NO WRITER ATTRIBUTED

The present wave of juvenile Cain-raising traced to the children living in tenements adjacent to the Houses and the Law School offers a problem which the University will do well to recognize. Several hundred urchins of these neighborhoods spend their free time in conducting a sort of guerilla warfare against the University at large, and if their looting parties, their brick-throwing escapades and merry bonfires persist, some accident is likely to occur that will make Harvard authorities repent of their indifference.

It is all very well to say that such matters come under the jurisdiction of the Cambridge police, but no one can study the problem without seeing the futility of police action. It is not always easy for a middle-aged constable to round up a gang of fourteen-year-olds, and there is absolutely nothing that he can do with them once he has rounded them up. If the Cambridge police can keep adult criminals under control, they are doing all that is asked of them. The children represent a sociological problem that belongs to the municipality, the churches, and Harvard University.

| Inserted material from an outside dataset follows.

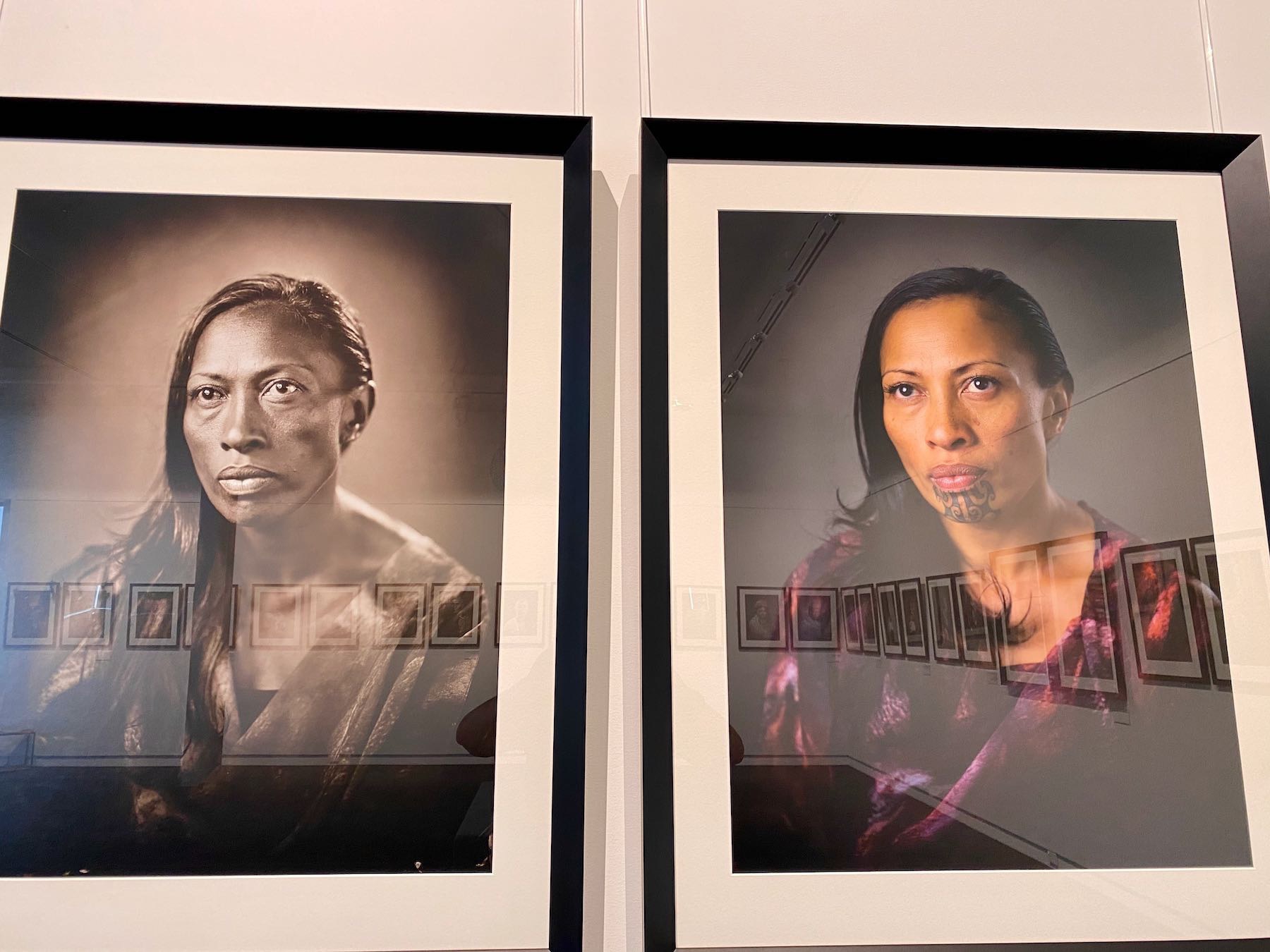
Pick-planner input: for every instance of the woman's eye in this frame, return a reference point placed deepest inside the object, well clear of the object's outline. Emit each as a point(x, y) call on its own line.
point(281, 387)
point(205, 395)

The children are by no means to blame for their behaviour. They are of large families, attend large schools, and so receive little guidance from the people to whom God and the State have entrusted them. Their families are often barely able to make ends meets and so can afford none of the little extras which keep more fortunate children happy and content. In the majority of cases their mothers have jobs--sometimes as waitresses in the University Dining Halls--and the children are left completely on their own for a large part of the day.

In vivid contrast to the squalor of their surroundings is Harvard University, with its beautiful buildings, playing fields, and comparatively well-to-do student body. The youngsters have not yet learned the gentle art of stealing cars, although this may come in time, but they have discovered the possibilities of income, in one form or another, from their wealthier neighbors. The loss incurred by the university community is slight, and only the possibility of a serious fire or an injured student can justify consideration of the problem on materialistic grounds; but Harvard should not be altogether deaf to its civic obligations.

Phillips Brooks House, St. Paul's Church, and other local welfare organizations are already taxed to their utmost. Although they might supply workers, they can make no initial investment. The University, on the other hand, owns several vacant lots near Leverett and Dunster Houses, and farther out by the Maintenance Building. The cost of equipping these lots as playgrounds, with swings and possibly a pair of goal-posts, would be slight, and, if a genuine effort were made in this direction, perhaps the City of Cambridge could be persuaded to lend more help to these youngsters than it does at present. If this were done, workers could be found to organize play, make the fields popular, and instill in the children the elements ofsportsmanship and good conduct.

The University's work in training men is recognized the world over, but it seems a pity that in the very shadow of Harvard hundreds of boys should grow up to be criminals, panhandlers, or burdens on the state.